Under these, should an agent disclose whether a house is haunted?
Of course, an agent may well take the view that he or she does not believe in ghosts.
However, according to a 2005 UK Gallup poll, 40% of respondents believed houses can be haunted, which means that a fair chunk of the public might want to steer well clear of ghostly homes.
Lawyer Mark Robertson, of Stevens & Bolton LLP, said: “A haunting may therefore affect an average buyer’s decision to buy a property, and its value. Disclosure may be the best course.”
Under CPRs, an agent has to disclose anything that could affect a potential tenant or purchaser’s “transactional” decision – not just purchase, but whether to view in the first place.
Nervy types might therefore not even want to step inside a house said to have a resident ghost.
Agents have, by now, become used to making the reasonable steps required under CPRs to investigating possible problems such as lack of planning consents which could constitute the “material information” that should be disclosed to buyers.
Well, that hasn’t been tested here.
However, Robertson tells us that it was tested in America, in 1991.
In Stambovsky v Ackley, a New York court ruled that a buyer could reverse a sale contract because the seller had not revealed the house’s reputation as being haunted.
Importantly, the seller was found to have created and perpetuated the supposed haunting – by a poltergeist.

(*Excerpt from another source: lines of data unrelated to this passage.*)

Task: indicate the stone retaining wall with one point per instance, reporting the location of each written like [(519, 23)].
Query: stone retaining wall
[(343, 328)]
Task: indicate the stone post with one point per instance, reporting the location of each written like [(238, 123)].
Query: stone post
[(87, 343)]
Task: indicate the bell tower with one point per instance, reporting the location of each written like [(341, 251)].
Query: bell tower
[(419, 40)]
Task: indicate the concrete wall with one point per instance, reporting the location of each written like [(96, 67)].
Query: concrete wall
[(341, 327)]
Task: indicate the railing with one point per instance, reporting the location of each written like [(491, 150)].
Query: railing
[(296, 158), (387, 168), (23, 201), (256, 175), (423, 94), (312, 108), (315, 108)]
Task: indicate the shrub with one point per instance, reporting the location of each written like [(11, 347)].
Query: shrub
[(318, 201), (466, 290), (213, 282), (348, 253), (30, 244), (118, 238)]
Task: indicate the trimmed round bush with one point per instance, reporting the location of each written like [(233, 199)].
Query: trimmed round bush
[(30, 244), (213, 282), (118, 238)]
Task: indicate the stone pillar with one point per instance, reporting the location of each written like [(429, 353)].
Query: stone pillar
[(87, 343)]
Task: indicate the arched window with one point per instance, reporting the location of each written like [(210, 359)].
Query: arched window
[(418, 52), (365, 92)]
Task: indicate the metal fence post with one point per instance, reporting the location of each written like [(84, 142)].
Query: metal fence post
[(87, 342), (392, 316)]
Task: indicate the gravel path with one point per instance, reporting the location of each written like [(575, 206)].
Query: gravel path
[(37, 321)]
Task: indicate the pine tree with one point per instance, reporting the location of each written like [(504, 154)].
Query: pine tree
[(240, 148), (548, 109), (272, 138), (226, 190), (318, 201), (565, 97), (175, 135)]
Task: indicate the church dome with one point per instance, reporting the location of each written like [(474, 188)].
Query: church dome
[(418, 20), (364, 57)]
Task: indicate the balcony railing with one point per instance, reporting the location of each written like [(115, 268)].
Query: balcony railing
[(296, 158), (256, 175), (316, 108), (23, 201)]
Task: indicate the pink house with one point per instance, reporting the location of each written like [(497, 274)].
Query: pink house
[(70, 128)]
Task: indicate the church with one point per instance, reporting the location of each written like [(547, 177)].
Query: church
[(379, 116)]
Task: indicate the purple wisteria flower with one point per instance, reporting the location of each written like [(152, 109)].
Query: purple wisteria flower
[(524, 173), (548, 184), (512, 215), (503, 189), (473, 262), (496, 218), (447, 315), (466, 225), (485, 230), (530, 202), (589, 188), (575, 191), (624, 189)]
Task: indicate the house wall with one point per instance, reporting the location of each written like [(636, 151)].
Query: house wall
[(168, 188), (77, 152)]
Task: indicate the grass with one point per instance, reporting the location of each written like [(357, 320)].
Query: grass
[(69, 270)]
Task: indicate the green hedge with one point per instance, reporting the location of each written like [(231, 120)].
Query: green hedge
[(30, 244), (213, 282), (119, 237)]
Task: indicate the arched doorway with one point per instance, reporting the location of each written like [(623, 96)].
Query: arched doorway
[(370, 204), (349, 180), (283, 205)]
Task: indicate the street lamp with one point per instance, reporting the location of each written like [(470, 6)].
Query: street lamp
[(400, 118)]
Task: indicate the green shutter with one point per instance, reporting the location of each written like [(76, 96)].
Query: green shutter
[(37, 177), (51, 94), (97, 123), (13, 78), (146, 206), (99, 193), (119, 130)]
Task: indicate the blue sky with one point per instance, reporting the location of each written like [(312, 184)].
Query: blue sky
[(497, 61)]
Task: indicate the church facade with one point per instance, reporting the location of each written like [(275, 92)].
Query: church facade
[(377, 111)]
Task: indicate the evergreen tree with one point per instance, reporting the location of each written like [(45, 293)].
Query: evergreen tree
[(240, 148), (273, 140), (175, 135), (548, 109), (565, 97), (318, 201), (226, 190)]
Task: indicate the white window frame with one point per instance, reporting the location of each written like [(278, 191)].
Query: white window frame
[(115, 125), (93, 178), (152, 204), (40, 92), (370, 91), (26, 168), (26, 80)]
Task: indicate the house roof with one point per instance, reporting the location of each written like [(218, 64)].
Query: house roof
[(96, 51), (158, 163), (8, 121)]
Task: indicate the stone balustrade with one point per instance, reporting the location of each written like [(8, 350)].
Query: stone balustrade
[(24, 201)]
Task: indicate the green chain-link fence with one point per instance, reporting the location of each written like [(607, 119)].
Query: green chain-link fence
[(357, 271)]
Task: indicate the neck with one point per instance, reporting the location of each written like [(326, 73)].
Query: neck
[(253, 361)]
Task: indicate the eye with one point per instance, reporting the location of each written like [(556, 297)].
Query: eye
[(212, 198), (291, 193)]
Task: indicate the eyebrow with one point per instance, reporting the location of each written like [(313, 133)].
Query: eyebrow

Robertson said: “On principles of fairness the court found it appropriate ‘to relieve the unwitting purchaser from the consequences of a most unnatural bargain’.
“Not all the judges agreed, with one commenting, ‘If the doctrine of caveat emptor is to be discarded, it should be for a reason more substantive than a poltergeist’.”
The closest we have come to such a case in this country was in 2004, in Sykes v Taylor-Rose.
Here, the court found that a seller was not obliged to reveal that a gruesome child murder had been committed at the property.
However, that was back in the days of the Property Misdescriptions Act. It would now be very different.
So, if your current vendor goes by the name of Morticia Addams and has an uncle called Fester, you’d better find out a bit more.
Meanwhile, we like this property on Rightmove (now under offer).
Intrigued, we discover that The Ghost Train in Purton, Wiltshire, used to be a pub which was given the name after the local rail service closed.
However, we also discover that when a new landlord opened for business, he told the local paper: “It is the most haunted pub in Wiltshire as we have five ghosts.
“I’ve seen shadows and movements. Behind the bar we have an old gentleman who walks down towards the cellar. We have two ghosts in the kitchen and one in the restaurant.”
And to think he was just trying to promote the place!